Ecco la poesia della Dorion,
alla quale Zoé sta pensando e di cui cita a memoria alcuni versi:
Da qui muove la luce. Guarda[15]
Da qui muove la luce. Guarda
il vuoto che pesa sulla spalla
sparso fra le finestre
Cerca ciò che tu chiami l’impossibile
mosaico silenzioso del viaggio
e la lampada che si direbbe bruciata
dal tempo. Guarda solo la stanza
dove risuona la tua vita. L’ombra mai vista
visibile ora, negli occhi della sera.
*
Fra tutte le terre, il centro, la casa
più al centro, il giardino: canaletti
che tu sarchi, vanga dell’anima
che attira a te il sole
le acque delle piogge sui petali
appena sbocciati. Nel cuore di questo mondo
la carne annerita del nome, teatro delle cose
che tu abbandoni ai venti. Quale uccello nasce
dall’uccello ferito? Tu rifai la tua dimora
ogni giorno, immaginiamo il suolo
sotto la mano, l’albero alto delle stagioni
il cielo piantato nella finestra, il gesto superbo
*
Qui la scala da dove sale
e ridiscende la storia, in questo dettaglio
che tu incarni. Parole spinte
dietro al silenzio. Poco importa
lo spazio lasciato a te stessa
- e resta in sospeso tra i muri, lo scricchiolio degli oggetti –
vedi la finestra, là si agita il mondo
un vento d’alba, e le note del piano
lentamente volteggiano.
Posi il piede, è il mare
che ti scioglie. Dimentichi quasi la piaga
la pietra che giace, sul filo della memoria.
Da anni guardi i rami
come radici, che finalmente si avvicinano.

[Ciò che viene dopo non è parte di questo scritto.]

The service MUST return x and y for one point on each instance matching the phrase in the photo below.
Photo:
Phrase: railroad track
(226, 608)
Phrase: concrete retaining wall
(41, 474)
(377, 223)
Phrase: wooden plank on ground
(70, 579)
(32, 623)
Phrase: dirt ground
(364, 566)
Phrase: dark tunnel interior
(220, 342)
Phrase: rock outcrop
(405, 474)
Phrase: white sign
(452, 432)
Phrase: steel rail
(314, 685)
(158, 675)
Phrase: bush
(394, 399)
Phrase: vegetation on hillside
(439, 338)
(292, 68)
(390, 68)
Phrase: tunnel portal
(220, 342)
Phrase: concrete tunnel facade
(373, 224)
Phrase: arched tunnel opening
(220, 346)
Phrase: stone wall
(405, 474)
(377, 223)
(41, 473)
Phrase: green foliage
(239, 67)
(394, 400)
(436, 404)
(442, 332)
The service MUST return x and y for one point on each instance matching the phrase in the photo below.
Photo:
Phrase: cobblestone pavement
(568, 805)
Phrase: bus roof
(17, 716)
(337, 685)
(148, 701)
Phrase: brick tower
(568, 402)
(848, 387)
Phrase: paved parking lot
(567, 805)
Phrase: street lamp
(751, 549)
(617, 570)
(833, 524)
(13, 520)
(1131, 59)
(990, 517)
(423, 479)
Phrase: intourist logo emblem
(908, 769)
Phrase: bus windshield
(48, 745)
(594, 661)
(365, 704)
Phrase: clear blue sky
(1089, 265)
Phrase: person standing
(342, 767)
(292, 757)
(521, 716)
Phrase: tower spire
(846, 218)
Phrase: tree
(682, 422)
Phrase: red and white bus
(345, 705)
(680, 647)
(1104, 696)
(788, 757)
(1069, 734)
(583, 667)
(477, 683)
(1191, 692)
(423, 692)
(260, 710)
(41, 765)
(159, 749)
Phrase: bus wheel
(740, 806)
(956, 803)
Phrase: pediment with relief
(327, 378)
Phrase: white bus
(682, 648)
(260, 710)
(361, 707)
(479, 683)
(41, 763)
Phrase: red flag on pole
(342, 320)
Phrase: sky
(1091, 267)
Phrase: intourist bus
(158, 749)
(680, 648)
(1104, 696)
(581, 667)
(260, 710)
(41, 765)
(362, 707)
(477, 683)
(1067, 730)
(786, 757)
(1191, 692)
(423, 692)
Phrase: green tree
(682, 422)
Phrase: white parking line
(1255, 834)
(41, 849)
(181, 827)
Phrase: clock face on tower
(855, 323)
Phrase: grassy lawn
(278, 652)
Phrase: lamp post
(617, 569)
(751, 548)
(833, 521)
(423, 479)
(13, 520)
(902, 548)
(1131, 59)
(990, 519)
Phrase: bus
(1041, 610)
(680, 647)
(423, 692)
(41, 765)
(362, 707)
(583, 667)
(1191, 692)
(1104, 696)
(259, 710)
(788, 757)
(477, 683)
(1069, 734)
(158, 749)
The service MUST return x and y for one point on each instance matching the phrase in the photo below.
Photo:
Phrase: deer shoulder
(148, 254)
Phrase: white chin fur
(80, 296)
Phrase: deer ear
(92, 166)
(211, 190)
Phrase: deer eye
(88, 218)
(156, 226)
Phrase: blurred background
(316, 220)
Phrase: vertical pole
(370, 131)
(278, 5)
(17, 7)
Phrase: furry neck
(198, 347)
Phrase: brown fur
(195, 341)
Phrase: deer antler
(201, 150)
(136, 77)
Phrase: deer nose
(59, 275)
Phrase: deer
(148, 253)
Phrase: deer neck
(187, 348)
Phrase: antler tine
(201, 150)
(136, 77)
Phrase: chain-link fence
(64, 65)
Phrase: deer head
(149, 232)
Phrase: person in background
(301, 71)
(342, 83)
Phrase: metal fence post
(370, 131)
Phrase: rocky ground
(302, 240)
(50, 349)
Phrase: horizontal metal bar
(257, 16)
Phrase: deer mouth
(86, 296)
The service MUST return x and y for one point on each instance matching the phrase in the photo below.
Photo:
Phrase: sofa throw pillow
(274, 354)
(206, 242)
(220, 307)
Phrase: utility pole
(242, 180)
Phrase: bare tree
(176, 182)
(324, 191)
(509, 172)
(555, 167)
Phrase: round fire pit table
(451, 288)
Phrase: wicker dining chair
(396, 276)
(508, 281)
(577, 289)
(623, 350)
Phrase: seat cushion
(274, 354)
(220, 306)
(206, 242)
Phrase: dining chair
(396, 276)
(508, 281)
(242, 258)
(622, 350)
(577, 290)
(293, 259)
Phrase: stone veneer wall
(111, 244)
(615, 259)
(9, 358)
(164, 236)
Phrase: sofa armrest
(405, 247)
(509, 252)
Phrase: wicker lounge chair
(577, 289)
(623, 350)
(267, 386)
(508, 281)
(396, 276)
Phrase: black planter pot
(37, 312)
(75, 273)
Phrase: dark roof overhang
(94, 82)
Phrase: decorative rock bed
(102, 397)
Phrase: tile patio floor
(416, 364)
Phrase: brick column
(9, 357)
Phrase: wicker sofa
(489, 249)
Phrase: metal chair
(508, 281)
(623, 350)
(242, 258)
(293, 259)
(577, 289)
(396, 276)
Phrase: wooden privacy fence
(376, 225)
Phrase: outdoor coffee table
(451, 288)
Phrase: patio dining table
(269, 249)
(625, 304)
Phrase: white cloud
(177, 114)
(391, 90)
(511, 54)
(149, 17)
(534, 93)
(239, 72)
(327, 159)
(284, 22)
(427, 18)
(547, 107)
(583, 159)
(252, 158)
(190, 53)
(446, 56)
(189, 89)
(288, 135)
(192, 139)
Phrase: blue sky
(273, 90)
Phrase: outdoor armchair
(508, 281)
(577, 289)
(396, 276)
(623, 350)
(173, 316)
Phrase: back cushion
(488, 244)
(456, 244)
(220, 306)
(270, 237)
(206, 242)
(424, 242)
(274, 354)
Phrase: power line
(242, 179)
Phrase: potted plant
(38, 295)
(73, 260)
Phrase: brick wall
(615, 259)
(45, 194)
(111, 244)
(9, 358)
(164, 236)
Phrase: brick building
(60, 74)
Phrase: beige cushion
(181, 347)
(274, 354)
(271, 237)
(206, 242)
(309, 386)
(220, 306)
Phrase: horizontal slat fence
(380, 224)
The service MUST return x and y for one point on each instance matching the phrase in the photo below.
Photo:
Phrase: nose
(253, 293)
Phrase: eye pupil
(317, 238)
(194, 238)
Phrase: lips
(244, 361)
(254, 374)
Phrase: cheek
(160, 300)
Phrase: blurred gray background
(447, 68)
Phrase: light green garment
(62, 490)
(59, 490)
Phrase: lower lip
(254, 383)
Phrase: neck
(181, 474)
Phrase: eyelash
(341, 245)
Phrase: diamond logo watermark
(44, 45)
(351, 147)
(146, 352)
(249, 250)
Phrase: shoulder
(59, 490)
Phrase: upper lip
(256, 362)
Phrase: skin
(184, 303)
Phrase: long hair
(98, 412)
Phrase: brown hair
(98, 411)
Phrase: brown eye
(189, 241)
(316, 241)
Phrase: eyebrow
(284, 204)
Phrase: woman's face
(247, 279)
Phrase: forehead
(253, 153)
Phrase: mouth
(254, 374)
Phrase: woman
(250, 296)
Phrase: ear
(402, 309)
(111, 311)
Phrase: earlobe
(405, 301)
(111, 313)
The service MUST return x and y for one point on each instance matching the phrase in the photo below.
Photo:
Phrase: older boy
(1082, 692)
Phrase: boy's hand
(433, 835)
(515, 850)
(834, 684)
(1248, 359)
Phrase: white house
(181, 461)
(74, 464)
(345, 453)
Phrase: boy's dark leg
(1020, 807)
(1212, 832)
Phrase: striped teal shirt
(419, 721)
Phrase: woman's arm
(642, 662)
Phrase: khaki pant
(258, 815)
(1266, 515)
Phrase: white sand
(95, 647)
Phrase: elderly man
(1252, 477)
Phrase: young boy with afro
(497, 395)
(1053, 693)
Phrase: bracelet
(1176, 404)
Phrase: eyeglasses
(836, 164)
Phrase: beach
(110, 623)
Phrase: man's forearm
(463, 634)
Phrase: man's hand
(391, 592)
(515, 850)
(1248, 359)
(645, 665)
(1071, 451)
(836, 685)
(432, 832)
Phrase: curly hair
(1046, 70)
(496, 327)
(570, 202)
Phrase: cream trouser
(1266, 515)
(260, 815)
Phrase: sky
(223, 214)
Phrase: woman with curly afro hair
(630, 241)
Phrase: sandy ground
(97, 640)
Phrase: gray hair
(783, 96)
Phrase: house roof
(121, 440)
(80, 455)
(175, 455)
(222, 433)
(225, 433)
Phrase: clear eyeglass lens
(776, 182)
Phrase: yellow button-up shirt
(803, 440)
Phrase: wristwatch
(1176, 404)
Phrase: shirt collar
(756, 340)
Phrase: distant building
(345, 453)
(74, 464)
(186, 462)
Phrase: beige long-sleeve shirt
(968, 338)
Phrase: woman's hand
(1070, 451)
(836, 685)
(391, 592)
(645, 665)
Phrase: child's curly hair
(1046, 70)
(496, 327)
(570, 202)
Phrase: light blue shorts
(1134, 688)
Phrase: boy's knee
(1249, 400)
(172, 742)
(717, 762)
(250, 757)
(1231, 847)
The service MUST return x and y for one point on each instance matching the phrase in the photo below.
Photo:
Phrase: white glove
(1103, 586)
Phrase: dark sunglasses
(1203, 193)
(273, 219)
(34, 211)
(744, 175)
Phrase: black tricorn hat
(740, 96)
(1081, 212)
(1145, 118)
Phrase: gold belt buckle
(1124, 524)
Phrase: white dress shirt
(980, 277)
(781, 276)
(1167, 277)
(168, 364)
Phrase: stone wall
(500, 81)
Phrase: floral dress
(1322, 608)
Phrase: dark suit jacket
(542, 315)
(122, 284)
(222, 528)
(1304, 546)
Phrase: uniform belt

- È bella! – esclama subito Fosco, ammirato –
Direi, una voce umana che parla di
dubbio, solitudine; la voce di un amante e la sua paura. Luce e ombra, morte e
rinascita, dal personale all’universale …
-Una tenera dedica a un
essere caro che soffre, ma resta generoso e forte?- azzarda, quasi senza
volere, Gordon.
- No - decisa Zoé interrompe
entrambi - Credo invece di poterla interpretare come la storia di una ricerca
interiore, il cammino di chi ha un passato sofferto che non riesce veramente a
superare, anzi di cui tende a restare prigioniero, pur essendo sulla buona
strada per tenerlo sotto controllo: “… i
rami/come radici che finalmente si avvicinano ”. Altrove gli imperativi
sembrano sollecitazioni della poetessa che indica la rotta, anche se poi resta
spettatrice del lavorio compiuto dal personaggio, l’osserva, si interroga
sull’esito, mentre continua a suggerirgli di non chiudersi in sé stesso. ’‘Là”
dove dovrebbe guardare, si oppone al “qui”
dove egli si rinchiude, addirittura negandosi …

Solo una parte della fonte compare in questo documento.